Klarinet Archive - Posting 000600.txt from 2004/10

From: "Lacy, Edwin" <el2@-----.edu>
Subj: RE: [kl] Opera productions that should be damned
Date: Thu, 21 Oct 2004 15:01:52 -0400

Sorry to be so late to join this discussion. I didn't have time to
reply in the past several days.

<<<Opera was, in fact, popular music.>>>

We often hear contentions that one type or another of art music was in
fact the popular music of another era. However, my understanding of
history is that for the most part, this is a myth. In the 18th and 19th
centuries, there certainly were types of music which were "popular," in
the sense that they were the medium of musical expression for great
masses of people. However, the problem is that we don't know anything
about this music. It wasn't written down, and there obviously was no
means of recording it. The only thing we can say for sure is that as
long as there have been human beings on the planet, there has been music
of one sort or another.

In the era of the great composers such as Bach, Mozart and Beethoven,
their music certainly was not "popular" in the way that present-day
popular music merits that designation. In fact, art music has always
been the province of the elite. The only people who had access to such
music were those who were wealthy enough to be able to hire court
composers and musicians, to commission musical works, or to obtain a
musical education for themselves and their families.

Despite all this, there have been isolated times and places when
something approaching a popular craze for one type or another of art
music has developed. A prominent example of this would be 19th century
Italy, when opera became the passion of the "man in the street." This
unfortunately is a rare exception to the general state of affairs.

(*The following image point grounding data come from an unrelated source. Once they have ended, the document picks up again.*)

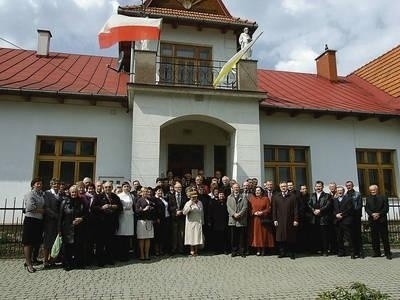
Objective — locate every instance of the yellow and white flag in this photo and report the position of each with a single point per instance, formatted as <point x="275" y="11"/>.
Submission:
<point x="230" y="64"/>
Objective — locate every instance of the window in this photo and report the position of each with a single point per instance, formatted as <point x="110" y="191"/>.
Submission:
<point x="69" y="159"/>
<point x="283" y="163"/>
<point x="185" y="64"/>
<point x="376" y="167"/>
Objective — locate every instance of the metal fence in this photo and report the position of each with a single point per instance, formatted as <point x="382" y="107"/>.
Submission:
<point x="11" y="220"/>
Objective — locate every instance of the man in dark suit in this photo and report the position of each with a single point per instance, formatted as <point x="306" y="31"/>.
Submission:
<point x="320" y="204"/>
<point x="357" y="214"/>
<point x="176" y="202"/>
<point x="237" y="206"/>
<point x="342" y="212"/>
<point x="105" y="209"/>
<point x="377" y="207"/>
<point x="285" y="216"/>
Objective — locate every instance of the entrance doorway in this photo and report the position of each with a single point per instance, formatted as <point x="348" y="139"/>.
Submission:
<point x="184" y="158"/>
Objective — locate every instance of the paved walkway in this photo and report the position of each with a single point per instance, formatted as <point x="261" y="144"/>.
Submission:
<point x="202" y="277"/>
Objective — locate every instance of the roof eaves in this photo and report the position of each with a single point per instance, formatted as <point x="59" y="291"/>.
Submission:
<point x="303" y="109"/>
<point x="59" y="94"/>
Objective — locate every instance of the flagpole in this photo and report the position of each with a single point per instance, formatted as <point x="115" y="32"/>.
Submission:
<point x="132" y="66"/>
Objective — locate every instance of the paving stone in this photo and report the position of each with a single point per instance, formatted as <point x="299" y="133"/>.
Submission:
<point x="202" y="277"/>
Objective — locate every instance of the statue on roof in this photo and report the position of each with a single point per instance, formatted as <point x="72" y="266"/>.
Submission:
<point x="244" y="40"/>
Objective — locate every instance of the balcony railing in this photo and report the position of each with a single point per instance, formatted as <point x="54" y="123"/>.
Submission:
<point x="179" y="71"/>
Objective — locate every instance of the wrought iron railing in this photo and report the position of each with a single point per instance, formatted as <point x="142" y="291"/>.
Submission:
<point x="179" y="71"/>
<point x="11" y="220"/>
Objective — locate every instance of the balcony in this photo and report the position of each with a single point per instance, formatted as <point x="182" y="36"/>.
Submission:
<point x="168" y="71"/>
<point x="178" y="71"/>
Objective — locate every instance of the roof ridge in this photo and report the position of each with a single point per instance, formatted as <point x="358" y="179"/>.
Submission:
<point x="374" y="60"/>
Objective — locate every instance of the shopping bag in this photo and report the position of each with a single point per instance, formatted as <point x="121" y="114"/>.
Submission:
<point x="55" y="250"/>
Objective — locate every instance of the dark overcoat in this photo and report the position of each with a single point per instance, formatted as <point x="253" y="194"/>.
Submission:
<point x="285" y="211"/>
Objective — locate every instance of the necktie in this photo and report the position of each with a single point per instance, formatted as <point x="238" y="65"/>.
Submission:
<point x="178" y="200"/>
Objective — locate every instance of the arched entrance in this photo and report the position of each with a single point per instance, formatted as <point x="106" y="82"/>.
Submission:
<point x="191" y="143"/>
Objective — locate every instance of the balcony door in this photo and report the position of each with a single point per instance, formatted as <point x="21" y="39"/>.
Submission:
<point x="185" y="64"/>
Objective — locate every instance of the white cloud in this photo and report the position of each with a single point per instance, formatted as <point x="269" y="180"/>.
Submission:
<point x="295" y="6"/>
<point x="86" y="4"/>
<point x="299" y="60"/>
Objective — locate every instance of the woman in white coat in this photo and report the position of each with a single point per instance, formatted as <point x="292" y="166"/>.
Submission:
<point x="193" y="210"/>
<point x="125" y="230"/>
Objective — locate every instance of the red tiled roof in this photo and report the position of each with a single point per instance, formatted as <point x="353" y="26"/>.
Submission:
<point x="61" y="73"/>
<point x="186" y="15"/>
<point x="288" y="90"/>
<point x="383" y="72"/>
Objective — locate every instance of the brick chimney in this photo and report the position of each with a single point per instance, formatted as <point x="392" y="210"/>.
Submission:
<point x="43" y="42"/>
<point x="326" y="65"/>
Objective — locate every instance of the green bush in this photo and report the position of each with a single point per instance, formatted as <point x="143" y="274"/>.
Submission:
<point x="356" y="291"/>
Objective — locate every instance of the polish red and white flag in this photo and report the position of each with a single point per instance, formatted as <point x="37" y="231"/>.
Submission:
<point x="119" y="28"/>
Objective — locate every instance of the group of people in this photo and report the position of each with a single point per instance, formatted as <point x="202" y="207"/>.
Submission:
<point x="100" y="224"/>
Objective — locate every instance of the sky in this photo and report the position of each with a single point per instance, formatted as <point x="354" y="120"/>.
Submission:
<point x="295" y="31"/>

In today's world, the audience or "market" for art music (I'm avoiding
the term "classical" music.) consists of about 7% of the population.
That is true for the most part in large metropolitan areas as well as
smaller cities and towns. And, that 7% are for the most part among the
most highly educated and most affluent segment of society. That
percentage is probably about the same as it would have been about 200
years ago. The great majority of people, in nearly all historic eras
until the present time, has been nearly totally consumed by the demands
of sustaining life, and didn't have the time, energy or financial
resources to devote to such frivolous activities as listening to or
performing art music. That's not to say that they didn't have a need
for musical expression, but we can be sure that the music of the great
composers was not their passion, and in fact, they didn't even have the
means to know that such music existed.

It's a very admirable and altruistic goal to want to "bring music to the
masses," but it might be more in our interest to concentrate on
cultivating the potential audience that we do have.

When I promulgate this view, I am often accused of being elitist, and to
this charge, I plead guilty. Art always has been and still is the
province of a minority, an elite segment of society.